The Wages of Fear is a 2024 French action thriller film directed and co-written by Julien Leclercq, and starring Franck Gastambide, Ana Girardot, Alban Lenoir and Sofiane Zermani. It is a remake of the 1953 film by Henri-Georges Clouzot, in turn based on the 1950 novel by Georges Arnaud. It was released on March 29, 2024 on Netflix.

==Plot==

In a desert nation undergoing revolutionary upheaval, four mercenary adventurers are commissioned by an oil corporation to undertake a high-stakes logistical operation. Their objective is to transport nitroglycerin, securely loaded onto two trucks, to extinguish a massive oil well fire threatening a refugee camp housing approximately 5,000 individuals, including the family of one of the operatives.

The mission requires traversing several hundred kilometers of hazardous desert terrain while circumventing numerous obstacles and dangers. In exchange for the successful completion of this perilous task, the mercenaries are offered substantial financial compensation.

== Production ==
The project was announced in April 2023. In the official statement, the writer-director declared: "Bringing this talent together for the reboot of such a film—for a global release on Netflix—compels me to pour my heart and soul into it. The ambition is immense."

=== Filming ===
Filming took place in Morocco over 60 days in early 2023.

==Reception==
Chase Hutchinson of Collider stated: "While it was unlikely that this remake would ever come close to the original, which was itself based on a novel, just how far short it falls is almost impressive. The action, more built around sporadic shootouts and forced hand-to-hand fight sequences, is never even remotely thrilling... It is like a chasm is being opened up before us where you can see the brilliant heights of Clouzot’s film and the dire depths that this one just keeps falling further into. By the time it hits rock bottom, you’re just glad it's over."

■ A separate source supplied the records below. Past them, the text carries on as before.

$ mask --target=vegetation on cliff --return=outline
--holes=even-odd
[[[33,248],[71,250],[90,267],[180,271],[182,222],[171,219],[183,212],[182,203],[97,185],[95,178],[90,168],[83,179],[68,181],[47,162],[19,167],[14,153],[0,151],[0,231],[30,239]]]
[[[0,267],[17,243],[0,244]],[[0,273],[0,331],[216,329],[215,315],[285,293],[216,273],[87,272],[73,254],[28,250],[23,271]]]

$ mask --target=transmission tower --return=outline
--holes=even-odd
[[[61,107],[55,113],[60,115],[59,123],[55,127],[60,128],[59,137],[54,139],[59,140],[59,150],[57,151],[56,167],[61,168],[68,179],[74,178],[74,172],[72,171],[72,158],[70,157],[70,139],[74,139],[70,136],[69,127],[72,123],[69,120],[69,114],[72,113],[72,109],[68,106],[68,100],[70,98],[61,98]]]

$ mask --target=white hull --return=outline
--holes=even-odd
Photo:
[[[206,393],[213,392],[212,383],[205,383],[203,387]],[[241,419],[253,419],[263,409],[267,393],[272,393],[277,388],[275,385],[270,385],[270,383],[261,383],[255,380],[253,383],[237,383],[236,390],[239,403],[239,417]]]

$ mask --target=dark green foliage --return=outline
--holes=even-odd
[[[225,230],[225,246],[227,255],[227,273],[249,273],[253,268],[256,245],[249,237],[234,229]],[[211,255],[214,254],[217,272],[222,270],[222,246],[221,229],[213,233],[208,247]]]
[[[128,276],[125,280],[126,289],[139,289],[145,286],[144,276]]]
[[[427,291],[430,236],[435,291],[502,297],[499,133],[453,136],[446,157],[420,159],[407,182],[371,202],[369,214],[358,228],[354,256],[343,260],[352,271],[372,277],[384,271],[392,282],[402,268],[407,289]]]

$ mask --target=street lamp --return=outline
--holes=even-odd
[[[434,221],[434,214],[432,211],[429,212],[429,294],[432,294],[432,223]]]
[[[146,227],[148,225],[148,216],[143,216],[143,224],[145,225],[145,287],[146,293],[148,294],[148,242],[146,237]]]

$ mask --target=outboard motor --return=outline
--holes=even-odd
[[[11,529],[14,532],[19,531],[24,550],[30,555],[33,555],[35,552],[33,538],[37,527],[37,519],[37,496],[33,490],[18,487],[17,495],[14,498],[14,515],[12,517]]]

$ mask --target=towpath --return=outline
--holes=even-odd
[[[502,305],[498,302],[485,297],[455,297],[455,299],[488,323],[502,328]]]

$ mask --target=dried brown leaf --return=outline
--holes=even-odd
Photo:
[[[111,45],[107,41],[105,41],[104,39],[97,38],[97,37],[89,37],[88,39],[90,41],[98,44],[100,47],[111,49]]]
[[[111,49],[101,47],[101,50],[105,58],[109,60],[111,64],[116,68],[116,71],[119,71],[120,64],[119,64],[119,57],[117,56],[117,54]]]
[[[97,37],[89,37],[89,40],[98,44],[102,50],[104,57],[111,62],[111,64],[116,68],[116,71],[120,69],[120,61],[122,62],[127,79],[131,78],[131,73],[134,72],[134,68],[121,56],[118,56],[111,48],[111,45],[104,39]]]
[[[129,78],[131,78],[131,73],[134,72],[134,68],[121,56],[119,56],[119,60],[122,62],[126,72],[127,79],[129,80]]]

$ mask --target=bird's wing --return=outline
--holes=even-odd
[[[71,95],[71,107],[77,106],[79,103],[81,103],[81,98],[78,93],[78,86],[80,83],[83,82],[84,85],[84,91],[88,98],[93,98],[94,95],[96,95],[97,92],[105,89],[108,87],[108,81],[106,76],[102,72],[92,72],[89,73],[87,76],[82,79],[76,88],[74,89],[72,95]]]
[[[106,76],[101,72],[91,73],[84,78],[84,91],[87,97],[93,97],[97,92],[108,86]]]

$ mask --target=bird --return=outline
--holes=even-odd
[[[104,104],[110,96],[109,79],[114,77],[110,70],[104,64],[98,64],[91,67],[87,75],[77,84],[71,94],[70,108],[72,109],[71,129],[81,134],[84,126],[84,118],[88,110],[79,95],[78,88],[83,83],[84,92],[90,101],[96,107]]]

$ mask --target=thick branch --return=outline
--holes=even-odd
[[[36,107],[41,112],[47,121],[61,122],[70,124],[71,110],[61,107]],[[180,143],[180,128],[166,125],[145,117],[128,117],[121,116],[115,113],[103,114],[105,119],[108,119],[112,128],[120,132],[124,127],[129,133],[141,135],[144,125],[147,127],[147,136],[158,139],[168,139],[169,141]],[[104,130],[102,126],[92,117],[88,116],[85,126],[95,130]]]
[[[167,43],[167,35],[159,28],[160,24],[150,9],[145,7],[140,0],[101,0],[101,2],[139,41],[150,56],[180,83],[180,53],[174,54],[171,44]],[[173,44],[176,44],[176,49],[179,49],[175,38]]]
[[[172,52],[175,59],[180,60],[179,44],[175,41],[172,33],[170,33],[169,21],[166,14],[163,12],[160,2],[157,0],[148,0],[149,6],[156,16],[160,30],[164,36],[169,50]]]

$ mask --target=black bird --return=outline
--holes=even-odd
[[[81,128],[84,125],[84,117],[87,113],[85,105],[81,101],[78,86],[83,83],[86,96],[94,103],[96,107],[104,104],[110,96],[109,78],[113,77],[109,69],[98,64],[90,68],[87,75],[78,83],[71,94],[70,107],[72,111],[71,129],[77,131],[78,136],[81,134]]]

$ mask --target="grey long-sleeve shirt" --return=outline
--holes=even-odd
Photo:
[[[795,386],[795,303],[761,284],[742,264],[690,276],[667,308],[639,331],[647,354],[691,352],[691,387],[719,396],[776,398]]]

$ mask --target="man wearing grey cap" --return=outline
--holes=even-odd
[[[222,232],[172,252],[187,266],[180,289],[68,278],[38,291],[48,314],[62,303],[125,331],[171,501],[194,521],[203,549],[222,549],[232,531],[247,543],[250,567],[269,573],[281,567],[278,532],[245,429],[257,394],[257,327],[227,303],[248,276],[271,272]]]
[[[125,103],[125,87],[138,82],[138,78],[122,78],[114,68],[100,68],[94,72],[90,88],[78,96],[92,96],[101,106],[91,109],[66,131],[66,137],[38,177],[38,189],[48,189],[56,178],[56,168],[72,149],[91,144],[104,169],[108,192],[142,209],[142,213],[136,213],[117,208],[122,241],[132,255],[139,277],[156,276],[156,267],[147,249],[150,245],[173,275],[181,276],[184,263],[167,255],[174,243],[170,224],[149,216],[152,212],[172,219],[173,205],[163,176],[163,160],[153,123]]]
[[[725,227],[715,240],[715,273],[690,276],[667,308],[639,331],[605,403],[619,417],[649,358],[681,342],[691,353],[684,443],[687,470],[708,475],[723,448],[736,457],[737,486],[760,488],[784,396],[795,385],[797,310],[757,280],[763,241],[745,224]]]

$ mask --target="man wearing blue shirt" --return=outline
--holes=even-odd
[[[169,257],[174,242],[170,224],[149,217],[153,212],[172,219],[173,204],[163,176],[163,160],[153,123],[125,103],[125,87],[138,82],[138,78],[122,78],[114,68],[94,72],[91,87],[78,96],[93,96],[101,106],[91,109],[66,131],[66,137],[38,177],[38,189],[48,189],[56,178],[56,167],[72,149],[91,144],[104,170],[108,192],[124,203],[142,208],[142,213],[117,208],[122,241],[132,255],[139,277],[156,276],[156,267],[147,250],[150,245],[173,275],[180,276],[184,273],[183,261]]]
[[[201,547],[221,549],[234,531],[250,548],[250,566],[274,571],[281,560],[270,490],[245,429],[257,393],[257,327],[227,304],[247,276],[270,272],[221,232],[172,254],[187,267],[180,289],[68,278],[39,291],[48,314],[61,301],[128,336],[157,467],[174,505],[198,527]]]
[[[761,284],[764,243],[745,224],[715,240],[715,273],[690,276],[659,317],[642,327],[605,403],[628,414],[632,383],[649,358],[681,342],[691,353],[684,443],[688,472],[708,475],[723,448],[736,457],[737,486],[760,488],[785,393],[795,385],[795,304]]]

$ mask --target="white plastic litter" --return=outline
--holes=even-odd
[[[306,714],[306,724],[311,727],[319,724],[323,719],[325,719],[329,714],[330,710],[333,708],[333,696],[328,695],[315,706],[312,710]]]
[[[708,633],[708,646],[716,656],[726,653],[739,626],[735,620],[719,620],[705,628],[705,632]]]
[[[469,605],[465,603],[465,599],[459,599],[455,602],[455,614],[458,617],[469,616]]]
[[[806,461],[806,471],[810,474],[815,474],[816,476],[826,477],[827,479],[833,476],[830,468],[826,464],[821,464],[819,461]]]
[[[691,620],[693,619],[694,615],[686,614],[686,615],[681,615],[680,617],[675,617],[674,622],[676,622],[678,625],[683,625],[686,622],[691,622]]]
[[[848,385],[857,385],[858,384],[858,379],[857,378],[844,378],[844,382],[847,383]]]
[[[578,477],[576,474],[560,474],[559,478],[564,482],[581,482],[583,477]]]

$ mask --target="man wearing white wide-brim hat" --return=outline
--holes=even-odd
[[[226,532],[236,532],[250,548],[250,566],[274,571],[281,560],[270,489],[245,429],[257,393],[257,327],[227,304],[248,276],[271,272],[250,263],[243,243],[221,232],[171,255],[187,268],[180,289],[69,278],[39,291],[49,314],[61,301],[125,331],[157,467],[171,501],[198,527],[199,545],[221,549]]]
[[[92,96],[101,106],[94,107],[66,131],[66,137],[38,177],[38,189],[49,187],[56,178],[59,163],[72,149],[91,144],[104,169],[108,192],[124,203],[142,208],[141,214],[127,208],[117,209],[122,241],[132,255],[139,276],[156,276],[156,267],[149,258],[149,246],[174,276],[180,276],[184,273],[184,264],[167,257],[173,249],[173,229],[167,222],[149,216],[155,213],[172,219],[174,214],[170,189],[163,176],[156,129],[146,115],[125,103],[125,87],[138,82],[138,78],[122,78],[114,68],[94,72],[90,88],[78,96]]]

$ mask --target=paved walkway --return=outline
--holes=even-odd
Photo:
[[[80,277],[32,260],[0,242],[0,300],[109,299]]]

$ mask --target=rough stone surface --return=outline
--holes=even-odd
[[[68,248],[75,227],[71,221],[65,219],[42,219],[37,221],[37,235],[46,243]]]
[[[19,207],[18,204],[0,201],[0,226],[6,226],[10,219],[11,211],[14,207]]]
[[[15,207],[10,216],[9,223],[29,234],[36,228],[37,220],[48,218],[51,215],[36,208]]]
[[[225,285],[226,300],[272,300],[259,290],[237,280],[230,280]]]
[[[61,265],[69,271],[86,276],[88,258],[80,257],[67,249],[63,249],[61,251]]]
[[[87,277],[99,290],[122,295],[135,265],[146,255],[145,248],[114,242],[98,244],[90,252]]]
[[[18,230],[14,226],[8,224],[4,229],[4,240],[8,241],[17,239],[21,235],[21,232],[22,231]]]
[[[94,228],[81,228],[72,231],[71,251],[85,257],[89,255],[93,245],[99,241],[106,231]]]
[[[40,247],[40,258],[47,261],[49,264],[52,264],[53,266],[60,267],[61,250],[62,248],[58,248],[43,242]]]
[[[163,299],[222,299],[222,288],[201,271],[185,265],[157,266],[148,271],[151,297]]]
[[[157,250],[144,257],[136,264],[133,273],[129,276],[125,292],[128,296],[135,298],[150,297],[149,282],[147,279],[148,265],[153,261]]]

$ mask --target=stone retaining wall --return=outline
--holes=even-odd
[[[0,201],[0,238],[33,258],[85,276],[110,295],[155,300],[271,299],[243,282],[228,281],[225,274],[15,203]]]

Padraig Cotter of Screen Rant wrote: "The Wages of Fear isn't terribly emotional and plays like a cross between a Fast and Furious movie and an extended Call of Duty mission. Still, in keeping with its Fast and Furious inspiration, family drama plays an important role."

On the review aggregator website Rotten Tomatoes, 20% of 10 critics' reviews are positive.